Mellie placed her hand flat against one of the rectangles until the outline of her hand appeared. The bull’s-eye glass was her favorite. When she was eight she started sneaking into the house and exploring. At first she’d been disappointed to find so much of it unfinished, but on her third or fourth visit, she’d discovered the glass room on the roof and took it as proof that fairies existed.
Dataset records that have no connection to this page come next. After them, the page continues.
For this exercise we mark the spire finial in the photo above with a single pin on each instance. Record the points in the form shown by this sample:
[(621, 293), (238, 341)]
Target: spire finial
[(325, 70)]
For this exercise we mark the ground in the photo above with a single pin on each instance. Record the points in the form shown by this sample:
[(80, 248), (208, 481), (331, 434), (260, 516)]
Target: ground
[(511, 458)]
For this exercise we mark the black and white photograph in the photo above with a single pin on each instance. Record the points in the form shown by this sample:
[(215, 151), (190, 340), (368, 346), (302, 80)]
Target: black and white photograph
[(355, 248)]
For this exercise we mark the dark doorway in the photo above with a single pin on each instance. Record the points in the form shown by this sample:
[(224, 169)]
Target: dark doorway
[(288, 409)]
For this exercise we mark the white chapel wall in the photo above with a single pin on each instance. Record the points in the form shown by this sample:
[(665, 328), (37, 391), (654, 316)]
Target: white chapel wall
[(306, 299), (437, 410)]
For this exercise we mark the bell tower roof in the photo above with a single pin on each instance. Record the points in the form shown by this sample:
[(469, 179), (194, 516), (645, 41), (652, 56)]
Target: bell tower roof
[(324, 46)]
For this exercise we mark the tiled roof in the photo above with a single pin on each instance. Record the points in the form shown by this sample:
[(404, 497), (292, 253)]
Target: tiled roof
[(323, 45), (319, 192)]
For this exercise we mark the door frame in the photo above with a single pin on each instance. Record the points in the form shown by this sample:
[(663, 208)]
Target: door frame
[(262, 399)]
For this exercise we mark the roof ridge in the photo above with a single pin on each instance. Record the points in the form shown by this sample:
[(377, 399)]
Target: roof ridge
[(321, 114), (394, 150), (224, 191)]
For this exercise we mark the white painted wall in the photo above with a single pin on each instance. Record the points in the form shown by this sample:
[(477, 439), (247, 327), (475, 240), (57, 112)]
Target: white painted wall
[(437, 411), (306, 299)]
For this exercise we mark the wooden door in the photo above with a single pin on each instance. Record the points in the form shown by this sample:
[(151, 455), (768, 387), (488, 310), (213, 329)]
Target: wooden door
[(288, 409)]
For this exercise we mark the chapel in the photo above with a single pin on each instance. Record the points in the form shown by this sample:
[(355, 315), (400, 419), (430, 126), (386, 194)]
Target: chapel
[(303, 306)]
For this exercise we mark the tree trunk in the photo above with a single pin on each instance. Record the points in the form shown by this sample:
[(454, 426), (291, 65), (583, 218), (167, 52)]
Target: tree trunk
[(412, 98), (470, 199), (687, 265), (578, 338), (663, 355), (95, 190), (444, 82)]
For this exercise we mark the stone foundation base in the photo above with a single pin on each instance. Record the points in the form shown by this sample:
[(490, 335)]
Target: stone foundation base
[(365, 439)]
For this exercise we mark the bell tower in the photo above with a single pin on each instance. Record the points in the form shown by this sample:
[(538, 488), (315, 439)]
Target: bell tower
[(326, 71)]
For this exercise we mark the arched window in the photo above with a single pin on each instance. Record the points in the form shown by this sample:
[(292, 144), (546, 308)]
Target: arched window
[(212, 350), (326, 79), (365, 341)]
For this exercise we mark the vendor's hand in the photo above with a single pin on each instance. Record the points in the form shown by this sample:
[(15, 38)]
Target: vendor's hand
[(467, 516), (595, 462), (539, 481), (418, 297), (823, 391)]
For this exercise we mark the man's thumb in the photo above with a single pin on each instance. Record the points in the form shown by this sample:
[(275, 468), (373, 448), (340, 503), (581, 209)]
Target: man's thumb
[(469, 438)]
She’d been visiting the house for nearly six months before Roger found her out. He had the advantage, she now realized, of knowing who she was and had listened quite seriously to her explanation of how the house had been built and who owned it. Opening the window seat, she pulled out her diary, a box of crackers, and one of Roger’s detective books with a picture of a large-breasted woman backing away from two hands that cast shadows as if they were strangling her. She checked her watch. It was a little past eleven, which meant she could hide out at Roger’s house until three and then hightail it back home with no one being the wiser about where she’d been or what she’d been up to. Within an hour the box, which because of the windows heated up like a greenhouse, had grown too stuffy to sit in. She opened a few of the panes and stretched before stepping out onto the roof.
The air smelled cleaner at that height and she had a clear view of the rail yard to the south and her father’s warehouses to the north. In the distance, Arkansas lay on the other side of the Mississippi River like a wild place. She imagined, squinting her eyes at the trees sunk deep in the river, what the land looked like before industry had shown up—when the bluffs were home to Indians with arrows pointed at their enemies. She tossed the empty box of crackers off the roof and down onto the bluff, watching it fall toward the water.